Sunday, May 31, 2015

June 8th or, "June 8th"

Remember when I said that I'd have She Sees Metaphors out on June 8th? Well, June 8th has become "June 8th," a concept more so than date. Kind of like Community season 4 airing on October 19th.






"So why is this?" all five of you ask. Well, it's simple really. The proof copies of She Sees Metaphors have been ordered, but when do they arrive? 

Estimated delivery date: June 8th.

It would be silly as fuck of me to assume that once the proof copies arrive that I'll be able to read them, fix them and publish them all on that day, especially since I am probably going to be working that morning. (How else am I going to pay my bills? Writing? Bahaha!) 

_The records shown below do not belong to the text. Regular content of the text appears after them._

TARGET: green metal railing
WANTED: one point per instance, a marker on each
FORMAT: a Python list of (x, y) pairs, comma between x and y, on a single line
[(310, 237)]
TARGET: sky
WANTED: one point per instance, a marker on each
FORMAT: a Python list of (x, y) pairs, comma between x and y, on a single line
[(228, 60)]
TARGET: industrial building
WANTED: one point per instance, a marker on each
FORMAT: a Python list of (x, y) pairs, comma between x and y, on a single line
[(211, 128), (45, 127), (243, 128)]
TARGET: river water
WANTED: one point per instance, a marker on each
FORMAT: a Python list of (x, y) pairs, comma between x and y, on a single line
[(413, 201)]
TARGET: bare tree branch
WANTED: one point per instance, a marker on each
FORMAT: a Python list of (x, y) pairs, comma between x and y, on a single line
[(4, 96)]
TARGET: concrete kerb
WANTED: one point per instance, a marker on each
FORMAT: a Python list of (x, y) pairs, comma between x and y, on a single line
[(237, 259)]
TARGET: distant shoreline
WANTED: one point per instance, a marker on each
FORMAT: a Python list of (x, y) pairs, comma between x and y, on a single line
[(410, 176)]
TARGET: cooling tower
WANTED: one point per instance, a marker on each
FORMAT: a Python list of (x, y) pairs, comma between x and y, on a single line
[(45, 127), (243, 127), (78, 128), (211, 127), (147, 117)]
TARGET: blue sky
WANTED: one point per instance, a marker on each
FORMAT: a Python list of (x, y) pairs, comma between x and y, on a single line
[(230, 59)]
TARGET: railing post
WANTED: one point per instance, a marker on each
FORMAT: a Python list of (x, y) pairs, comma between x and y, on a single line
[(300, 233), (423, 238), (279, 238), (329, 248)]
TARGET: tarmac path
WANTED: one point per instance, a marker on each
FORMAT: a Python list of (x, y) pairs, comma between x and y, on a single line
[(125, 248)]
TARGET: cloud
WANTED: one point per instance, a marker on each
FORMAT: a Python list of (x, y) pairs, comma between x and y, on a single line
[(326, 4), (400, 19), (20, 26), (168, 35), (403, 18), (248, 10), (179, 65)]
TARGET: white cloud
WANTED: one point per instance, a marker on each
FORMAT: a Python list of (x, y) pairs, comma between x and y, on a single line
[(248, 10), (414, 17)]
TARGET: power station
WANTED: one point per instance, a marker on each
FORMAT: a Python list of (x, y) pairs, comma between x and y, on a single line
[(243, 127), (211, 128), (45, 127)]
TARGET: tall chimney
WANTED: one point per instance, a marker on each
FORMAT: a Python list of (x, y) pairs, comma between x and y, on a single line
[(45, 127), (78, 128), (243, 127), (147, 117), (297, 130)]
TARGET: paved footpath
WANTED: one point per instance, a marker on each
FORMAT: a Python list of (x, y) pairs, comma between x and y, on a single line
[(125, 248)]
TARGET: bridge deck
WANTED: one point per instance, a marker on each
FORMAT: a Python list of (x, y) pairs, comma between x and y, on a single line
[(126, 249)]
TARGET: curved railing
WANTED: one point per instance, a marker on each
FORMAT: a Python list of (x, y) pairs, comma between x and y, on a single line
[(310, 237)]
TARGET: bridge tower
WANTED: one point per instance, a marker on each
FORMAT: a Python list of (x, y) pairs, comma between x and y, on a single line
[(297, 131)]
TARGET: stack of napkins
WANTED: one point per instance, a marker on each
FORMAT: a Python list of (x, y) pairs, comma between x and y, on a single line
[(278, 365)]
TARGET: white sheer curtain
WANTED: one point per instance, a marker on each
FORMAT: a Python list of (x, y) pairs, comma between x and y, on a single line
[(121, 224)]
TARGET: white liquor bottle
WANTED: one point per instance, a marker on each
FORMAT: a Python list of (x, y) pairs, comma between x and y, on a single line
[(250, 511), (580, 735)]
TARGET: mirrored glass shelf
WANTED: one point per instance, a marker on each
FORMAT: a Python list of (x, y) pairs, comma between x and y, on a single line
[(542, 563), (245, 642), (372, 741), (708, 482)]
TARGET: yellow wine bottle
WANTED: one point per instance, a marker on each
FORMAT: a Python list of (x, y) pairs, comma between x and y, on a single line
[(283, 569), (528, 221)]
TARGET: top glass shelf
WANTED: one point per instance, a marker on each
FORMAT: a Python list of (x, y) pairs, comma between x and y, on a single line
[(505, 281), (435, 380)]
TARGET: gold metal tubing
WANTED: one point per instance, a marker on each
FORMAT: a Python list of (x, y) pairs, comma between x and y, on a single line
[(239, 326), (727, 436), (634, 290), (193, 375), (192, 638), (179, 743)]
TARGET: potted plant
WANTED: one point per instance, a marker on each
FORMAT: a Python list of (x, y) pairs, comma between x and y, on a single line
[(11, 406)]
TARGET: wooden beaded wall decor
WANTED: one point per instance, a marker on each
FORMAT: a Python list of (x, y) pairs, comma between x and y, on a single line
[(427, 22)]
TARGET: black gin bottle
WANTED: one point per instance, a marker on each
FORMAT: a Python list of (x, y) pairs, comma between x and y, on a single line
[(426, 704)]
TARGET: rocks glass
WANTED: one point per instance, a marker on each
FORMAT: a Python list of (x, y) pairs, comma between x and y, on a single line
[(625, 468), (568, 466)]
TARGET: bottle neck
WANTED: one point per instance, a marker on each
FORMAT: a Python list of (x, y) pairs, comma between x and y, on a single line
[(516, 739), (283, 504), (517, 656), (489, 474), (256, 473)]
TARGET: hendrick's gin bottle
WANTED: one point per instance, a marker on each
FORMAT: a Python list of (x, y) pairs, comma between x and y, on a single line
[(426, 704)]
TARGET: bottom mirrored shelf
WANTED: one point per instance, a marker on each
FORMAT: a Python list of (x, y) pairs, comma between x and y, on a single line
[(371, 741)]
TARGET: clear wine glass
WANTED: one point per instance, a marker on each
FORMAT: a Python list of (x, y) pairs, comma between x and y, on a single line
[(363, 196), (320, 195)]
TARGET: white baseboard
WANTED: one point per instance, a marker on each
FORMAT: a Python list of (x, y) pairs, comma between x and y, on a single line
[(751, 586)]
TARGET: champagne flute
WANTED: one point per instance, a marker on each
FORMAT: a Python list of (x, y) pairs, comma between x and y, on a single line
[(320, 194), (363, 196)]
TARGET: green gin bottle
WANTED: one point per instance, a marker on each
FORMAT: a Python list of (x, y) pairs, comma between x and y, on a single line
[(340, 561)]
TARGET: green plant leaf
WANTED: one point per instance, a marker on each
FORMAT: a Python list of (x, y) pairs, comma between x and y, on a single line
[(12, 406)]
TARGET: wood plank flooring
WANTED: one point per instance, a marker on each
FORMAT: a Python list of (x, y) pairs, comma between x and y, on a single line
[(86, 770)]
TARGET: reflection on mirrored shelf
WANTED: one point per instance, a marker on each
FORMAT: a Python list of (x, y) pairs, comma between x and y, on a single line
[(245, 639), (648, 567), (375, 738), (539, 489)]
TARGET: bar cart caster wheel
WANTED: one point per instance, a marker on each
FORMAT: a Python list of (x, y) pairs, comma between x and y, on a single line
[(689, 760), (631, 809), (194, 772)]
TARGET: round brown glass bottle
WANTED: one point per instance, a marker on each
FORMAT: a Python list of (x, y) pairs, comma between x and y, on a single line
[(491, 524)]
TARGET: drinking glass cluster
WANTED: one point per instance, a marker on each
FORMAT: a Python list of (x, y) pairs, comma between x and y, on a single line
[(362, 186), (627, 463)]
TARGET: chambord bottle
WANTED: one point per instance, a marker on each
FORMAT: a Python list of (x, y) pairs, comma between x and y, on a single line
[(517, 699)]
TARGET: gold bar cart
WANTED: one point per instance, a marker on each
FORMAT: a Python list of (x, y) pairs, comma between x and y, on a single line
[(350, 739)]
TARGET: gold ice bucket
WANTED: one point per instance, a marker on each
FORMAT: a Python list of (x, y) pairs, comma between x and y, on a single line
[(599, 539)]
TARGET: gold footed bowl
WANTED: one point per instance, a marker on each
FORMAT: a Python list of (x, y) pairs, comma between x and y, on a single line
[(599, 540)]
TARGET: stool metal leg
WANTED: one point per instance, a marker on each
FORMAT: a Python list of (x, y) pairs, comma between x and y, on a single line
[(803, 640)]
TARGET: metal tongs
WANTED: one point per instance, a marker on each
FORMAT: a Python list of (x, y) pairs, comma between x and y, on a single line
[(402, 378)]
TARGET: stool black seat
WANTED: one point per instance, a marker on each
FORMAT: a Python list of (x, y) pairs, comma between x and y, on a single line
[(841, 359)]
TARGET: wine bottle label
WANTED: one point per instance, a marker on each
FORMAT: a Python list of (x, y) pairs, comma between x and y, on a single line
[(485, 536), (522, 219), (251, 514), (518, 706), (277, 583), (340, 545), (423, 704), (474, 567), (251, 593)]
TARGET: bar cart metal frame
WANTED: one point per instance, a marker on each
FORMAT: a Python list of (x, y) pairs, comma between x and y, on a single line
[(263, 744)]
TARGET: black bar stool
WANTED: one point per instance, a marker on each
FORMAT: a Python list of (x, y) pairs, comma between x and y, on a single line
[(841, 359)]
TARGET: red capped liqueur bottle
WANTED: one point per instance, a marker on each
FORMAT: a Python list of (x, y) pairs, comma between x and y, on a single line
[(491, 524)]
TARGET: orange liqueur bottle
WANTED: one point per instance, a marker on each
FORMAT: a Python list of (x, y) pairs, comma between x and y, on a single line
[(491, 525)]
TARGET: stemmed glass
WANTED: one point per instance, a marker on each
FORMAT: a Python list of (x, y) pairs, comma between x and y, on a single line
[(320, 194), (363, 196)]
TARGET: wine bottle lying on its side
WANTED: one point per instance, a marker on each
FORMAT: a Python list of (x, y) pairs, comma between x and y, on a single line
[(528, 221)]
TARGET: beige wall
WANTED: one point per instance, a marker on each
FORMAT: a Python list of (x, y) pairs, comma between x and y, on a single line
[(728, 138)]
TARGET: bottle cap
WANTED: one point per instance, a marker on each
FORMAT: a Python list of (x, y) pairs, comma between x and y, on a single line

But there is still a wonderful possibility that June 8th will still happen in June. There's a solid no man's land between the proof arrival date and Electric Forest, and I will spend every moment outside of work going through the proof and making sure that it's pretty as fuck. Because I like pretty as fuck.

So in the mean time, here's a sneak peak of the cover art.


Jon's top knot isn't real. It's just a metaphor.


And here's a picture of the hippy's cat, Uno.


As in, "I am Satan's numero..."


As always, more details to come. While I wait, I'll be working semi-diligently on my sophomore release while also picking at my third. Thanks for the support and see you folks soon!



Monday, May 18, 2015

An Elegant "Fuck You, I Quit"

Day jobs come, and day jobs go. With the coming of a new day job, one I quite enjoy and find myself recalling the same pleasure my protagonist experiences in her day job, the time to exit the former has arrived. The timing of such could not be better, as our abusive and downright awful assistant manager is returning from sick leave. And with that I have decided the best course of action is to send one great big, "Fuck you, I quit this bitch!" letter. But not just any "Fuck you, I quit this bitch!" letter. A "Fuck you, I quit this bitch!" letter with class. One that packs a punch so professional and so deep, that the middle finger hanging out between the lines is unmistakable. And with that, dear readers, comes this little gem:

Management,

I’m writing this letter to inform you of my resignation from [This Hellhole], effective immediately. It has come to my attention that a manager who has been had multiple complaints for verbal abuse and sexual harassment is being allowed to return to [This Hellhole], and it is for this reason that I am choosing the resign.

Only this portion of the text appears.